Protection of personal data is a fundamental component in any organization. Therefore, it is necessary to formulate policies that ensure sustenance of this attribute. It is no wonder that many organizational and government policies have incorporated security as a central component. This is exhibited in the European Union Data Protection Directive that has made it a legal duty to provide security for the protection of personal information (Directive 94/95). The directive has guaranteed protection of rights of data subjects with regard to processing of personal data is dependent on the implementation of appropriate security measures.
Additionally, the directive required that all EU member states enact legislation that obligates the controllers of personal data to formulate appropriate technical, as well as organizational measures to protect personal data from accidental or unlawful destruction, alteration, unauthorised access or disclosure (Raul et al., 2001). Following suit, many country privacy laws, like Japan, Canada, Argentina, Hong Kong and Australia, have imposed general duties to all organisations, within their boundaries, to ensure protection of information systems, as well as personal information.

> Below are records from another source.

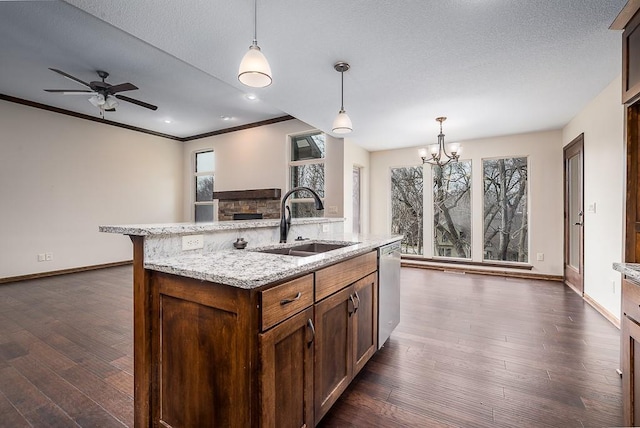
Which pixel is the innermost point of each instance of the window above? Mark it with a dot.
(452, 210)
(306, 168)
(406, 207)
(505, 209)
(203, 177)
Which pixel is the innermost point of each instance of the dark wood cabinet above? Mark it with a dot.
(286, 373)
(347, 337)
(365, 339)
(333, 347)
(630, 331)
(274, 356)
(201, 354)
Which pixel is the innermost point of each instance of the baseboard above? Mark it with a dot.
(515, 273)
(603, 311)
(62, 272)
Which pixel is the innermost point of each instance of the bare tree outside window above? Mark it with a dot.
(452, 210)
(204, 180)
(505, 209)
(407, 207)
(306, 168)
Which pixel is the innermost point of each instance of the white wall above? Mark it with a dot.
(544, 152)
(356, 156)
(602, 122)
(61, 177)
(257, 158)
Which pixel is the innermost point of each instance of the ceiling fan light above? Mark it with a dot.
(254, 70)
(97, 100)
(342, 123)
(110, 103)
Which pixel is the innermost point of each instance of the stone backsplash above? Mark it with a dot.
(270, 209)
(254, 201)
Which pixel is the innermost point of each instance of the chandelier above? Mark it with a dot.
(437, 153)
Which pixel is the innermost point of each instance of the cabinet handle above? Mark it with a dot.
(313, 331)
(352, 308)
(287, 301)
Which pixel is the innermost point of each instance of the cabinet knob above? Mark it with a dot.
(287, 301)
(313, 331)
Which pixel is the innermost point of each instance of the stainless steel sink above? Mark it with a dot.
(306, 250)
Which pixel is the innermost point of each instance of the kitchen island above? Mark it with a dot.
(245, 337)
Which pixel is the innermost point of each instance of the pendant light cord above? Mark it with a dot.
(342, 90)
(255, 22)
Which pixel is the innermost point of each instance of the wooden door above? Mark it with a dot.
(631, 365)
(286, 374)
(574, 214)
(365, 331)
(333, 348)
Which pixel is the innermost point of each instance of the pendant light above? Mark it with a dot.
(342, 122)
(437, 155)
(254, 68)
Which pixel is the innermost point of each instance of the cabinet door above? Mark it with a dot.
(286, 373)
(365, 320)
(631, 365)
(333, 348)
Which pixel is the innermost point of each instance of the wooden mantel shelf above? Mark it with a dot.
(238, 195)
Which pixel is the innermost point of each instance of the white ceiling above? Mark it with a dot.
(493, 67)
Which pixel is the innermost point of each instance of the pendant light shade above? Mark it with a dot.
(342, 122)
(254, 68)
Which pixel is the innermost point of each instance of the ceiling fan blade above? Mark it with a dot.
(68, 76)
(70, 91)
(134, 101)
(122, 87)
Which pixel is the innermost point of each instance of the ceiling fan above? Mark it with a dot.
(103, 94)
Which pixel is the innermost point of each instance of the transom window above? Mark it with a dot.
(203, 178)
(306, 168)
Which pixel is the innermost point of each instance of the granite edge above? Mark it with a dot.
(188, 228)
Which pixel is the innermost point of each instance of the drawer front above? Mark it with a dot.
(284, 300)
(336, 277)
(631, 299)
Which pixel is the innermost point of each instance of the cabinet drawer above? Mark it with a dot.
(284, 300)
(334, 278)
(631, 299)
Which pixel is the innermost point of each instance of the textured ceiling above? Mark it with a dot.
(494, 67)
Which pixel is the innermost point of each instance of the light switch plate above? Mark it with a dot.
(192, 242)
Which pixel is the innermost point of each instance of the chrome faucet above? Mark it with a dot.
(285, 219)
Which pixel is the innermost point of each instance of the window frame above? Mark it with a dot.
(194, 179)
(295, 199)
(485, 260)
(435, 249)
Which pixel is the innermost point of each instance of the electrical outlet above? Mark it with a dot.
(192, 242)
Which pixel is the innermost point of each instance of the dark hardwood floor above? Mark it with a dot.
(471, 351)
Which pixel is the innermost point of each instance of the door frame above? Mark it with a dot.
(573, 278)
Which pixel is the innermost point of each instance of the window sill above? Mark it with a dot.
(446, 261)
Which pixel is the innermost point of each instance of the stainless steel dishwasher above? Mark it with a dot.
(388, 290)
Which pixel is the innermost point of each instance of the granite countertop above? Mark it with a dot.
(631, 270)
(249, 268)
(188, 228)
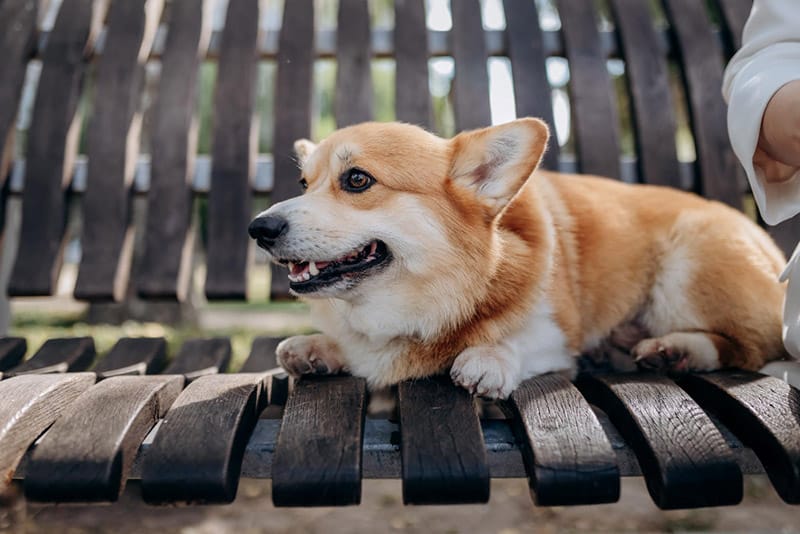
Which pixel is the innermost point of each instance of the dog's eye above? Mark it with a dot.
(356, 181)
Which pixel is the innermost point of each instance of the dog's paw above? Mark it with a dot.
(485, 371)
(314, 354)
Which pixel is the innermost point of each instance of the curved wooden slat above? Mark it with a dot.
(684, 458)
(87, 454)
(196, 456)
(567, 455)
(166, 262)
(532, 91)
(592, 96)
(317, 460)
(764, 412)
(442, 448)
(649, 87)
(233, 154)
(412, 98)
(471, 83)
(292, 108)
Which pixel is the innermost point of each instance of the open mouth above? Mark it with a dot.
(307, 276)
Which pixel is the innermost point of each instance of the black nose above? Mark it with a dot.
(267, 228)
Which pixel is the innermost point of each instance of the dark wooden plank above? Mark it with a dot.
(133, 356)
(567, 455)
(87, 454)
(59, 356)
(471, 83)
(30, 404)
(700, 57)
(532, 91)
(317, 460)
(442, 448)
(684, 458)
(166, 262)
(292, 108)
(17, 40)
(412, 97)
(353, 99)
(233, 154)
(12, 350)
(199, 357)
(113, 146)
(196, 456)
(649, 87)
(50, 149)
(764, 412)
(594, 109)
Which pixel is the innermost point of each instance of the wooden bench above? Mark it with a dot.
(185, 427)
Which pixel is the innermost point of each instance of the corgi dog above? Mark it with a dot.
(420, 255)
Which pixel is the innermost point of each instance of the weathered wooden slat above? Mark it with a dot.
(471, 83)
(684, 458)
(353, 74)
(700, 57)
(442, 449)
(113, 147)
(567, 455)
(292, 109)
(532, 91)
(59, 356)
(196, 456)
(133, 356)
(165, 272)
(764, 412)
(200, 357)
(317, 459)
(412, 98)
(233, 154)
(594, 107)
(87, 454)
(50, 149)
(649, 87)
(30, 404)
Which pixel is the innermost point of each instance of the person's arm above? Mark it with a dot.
(762, 87)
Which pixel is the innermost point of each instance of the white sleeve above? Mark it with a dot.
(769, 58)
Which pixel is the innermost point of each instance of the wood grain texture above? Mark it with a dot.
(317, 459)
(594, 110)
(233, 154)
(87, 454)
(30, 404)
(166, 262)
(353, 98)
(649, 87)
(58, 355)
(113, 146)
(200, 357)
(442, 448)
(684, 458)
(471, 84)
(196, 456)
(133, 356)
(292, 109)
(700, 57)
(412, 97)
(50, 150)
(764, 412)
(532, 92)
(567, 455)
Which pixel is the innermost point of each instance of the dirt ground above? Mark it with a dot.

In summary, the duty of organizations to accord security may emanate from a myriad of sources, as well as different jurisdictions, perhaps each regulating a different facet of corporate information, but the net result is a general obligation to provide security for all information systems and corporate data. Information security is no longer a facet in good business practice; it is rapidly becoming a legal obligation.
Directive 95/46/EC of the European Parliament and of the Council of 24 October 1995 on the protection of individuals with regard to the processing of personal data and on the free movement of such data .
Kiefer K., & Randy V. S., (2002). Openness of Internet Creates Potential for Corporate Information Security Liability, BNA Privacy & Security Law Report, Vol. 1, No. 25 at 788.
Raul A. C., Frank R. V., & Gabriel S. M., (2001) Liability for Computer Glitches and Online Security Lapses, BNA Electronic Commerce Law Report, Vol. 6, No. 31 at 849 .
Kenneally E., (2000) The Byte Stops Here: Duty and Liability for Negligent Internet Security, Computer Security Journal, Vol. XVI.